A district judge has blocked a bid to launch a private prosecution against entertainer Michael Barrymore following the death of a 31-year-old man.
Stuart Lubbock died at Michael Barrymore's former home in Essex
Stuart Lubbock, from Harlow, Essex, was found dead in a swimming pool at the star's former home in March 2001.
An attempt by a former solicitor to bring a private independent prosecution alleging drug offences and assault was blocked at Southend Magistrates' Court.
The judge on Friday refused action on grounds of insufficient evidence.
The decision was announced by the former solicitor Tony Bennett, who also lives in Harlow, following a private hearing.
Mr Bennett said he had been acting independently of the Lubbock family but had their support.
Regular police contact
Mr Lubbock's father Terry said after the hearing: "I'm disappointed but one suffers from seeking justice and we will still carry on.
"The next thing is to get Michael Barrymore to say how the injuries Stuart suffered occurred."
Mr Bennett added: "The application was refused for a number of reasons. I felt that we had grounds to launch a private prosecution but the judge took a different view.
"I'm not sure what other legal avenues are open now unless some of the people that were in Mr Barrymore's house the night Mr Lubbock died come forward and give evidence about what went on. Then the case could be re-opened."
A spokeswoman for Essex Police said: "The case has never been closed. It remains open. We are in regular contact with the Lubbock family and if we receive any new information or evidence, we would pursue that.

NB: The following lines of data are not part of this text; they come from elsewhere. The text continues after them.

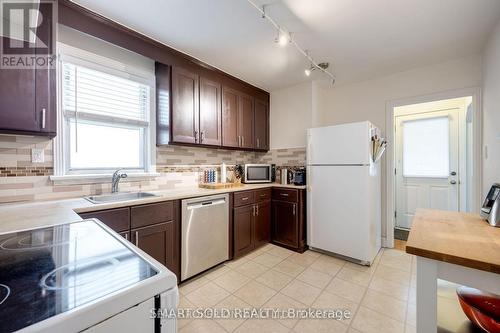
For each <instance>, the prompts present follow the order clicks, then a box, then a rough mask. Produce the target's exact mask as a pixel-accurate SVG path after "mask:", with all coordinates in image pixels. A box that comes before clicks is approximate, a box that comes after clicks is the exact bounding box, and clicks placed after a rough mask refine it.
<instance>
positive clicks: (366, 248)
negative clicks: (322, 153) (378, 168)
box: [307, 166, 381, 263]
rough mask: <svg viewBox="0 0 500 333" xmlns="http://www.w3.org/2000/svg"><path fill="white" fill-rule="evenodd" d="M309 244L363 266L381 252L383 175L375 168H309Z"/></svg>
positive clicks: (308, 189)
mask: <svg viewBox="0 0 500 333" xmlns="http://www.w3.org/2000/svg"><path fill="white" fill-rule="evenodd" d="M308 182H309V185H308V192H307V205H308V207H307V213H308V219H307V227H308V229H307V231H308V233H307V236H308V237H307V244H308V245H309V246H311V247H313V248H316V249H321V250H325V251H329V252H333V253H336V254H340V255H343V256H346V257H350V258H353V259H356V260H359V261H362V262H364V263H371V262H372V261H373V259H374V258H375V256H376V254H377V253H378V251H379V249H380V243H381V237H380V235H381V225H380V219H381V217H380V213H381V210H380V174H379V172H378V167H376V166H310V167H309V168H308Z"/></svg>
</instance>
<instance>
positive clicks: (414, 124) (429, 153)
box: [403, 117, 450, 178]
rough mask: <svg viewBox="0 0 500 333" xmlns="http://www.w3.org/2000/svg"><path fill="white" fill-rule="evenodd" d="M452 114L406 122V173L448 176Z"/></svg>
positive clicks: (404, 173) (405, 138)
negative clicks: (444, 116)
mask: <svg viewBox="0 0 500 333" xmlns="http://www.w3.org/2000/svg"><path fill="white" fill-rule="evenodd" d="M449 131H450V129H449V119H448V117H439V118H427V119H420V120H412V121H406V122H404V123H403V176H404V177H438V178H446V177H448V173H449V169H450V167H449V165H450V151H449V149H450V143H449V138H450V134H449Z"/></svg>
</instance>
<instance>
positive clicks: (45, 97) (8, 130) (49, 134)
mask: <svg viewBox="0 0 500 333" xmlns="http://www.w3.org/2000/svg"><path fill="white" fill-rule="evenodd" d="M1 39H2V40H1V42H2V43H3V45H7V44H8V43H10V39H9V38H5V37H1ZM32 55H36V53H35V51H33V53H32ZM56 114H57V111H56V73H55V69H51V68H41V67H39V68H36V69H34V68H29V69H28V68H20V69H11V68H10V69H6V68H2V69H0V133H10V134H26V135H40V136H48V137H54V136H55V135H56Z"/></svg>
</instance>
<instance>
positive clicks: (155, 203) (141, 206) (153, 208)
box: [130, 201, 174, 228]
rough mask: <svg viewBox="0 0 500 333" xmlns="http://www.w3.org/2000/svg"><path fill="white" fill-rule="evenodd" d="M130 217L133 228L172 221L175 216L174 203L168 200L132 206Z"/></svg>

"Michael Barrymore was cautioned for drugs offences following our investigation."
Mr Bennett attempted to serve papers relating to the private prosecution on Michael Barrymore in January while he was appearing on the television programme Celebrity Big Brother at Elstree Studios in Hertfordshire.
Executives at programme makers Channel 4 refused to accept them and brought the case before Epping magistrates.
They decided that a district judge should assess the case once Mr Barrymore's lawyers had time to examine the papers.
This resulted in the decision made on Friday by the district judge at Southend.
Mr Barrymore said in a statement delivered through his spokeswoman Chrissie Smith: "Mr Bennett's motivation to seek the truth as to how Mr Stuart Lubbock received the injuries to his body is absolutely right.
"I remain totally committed, as I always have been, to continue to pursue the truth.
"Allegations about drugs on that night have always been a complete irrelevance as to how Stuart Lubbock suffered those injuries.
"The court held Mr Bennett's misguided application to prosecute me for drugs offences was an abuse of process."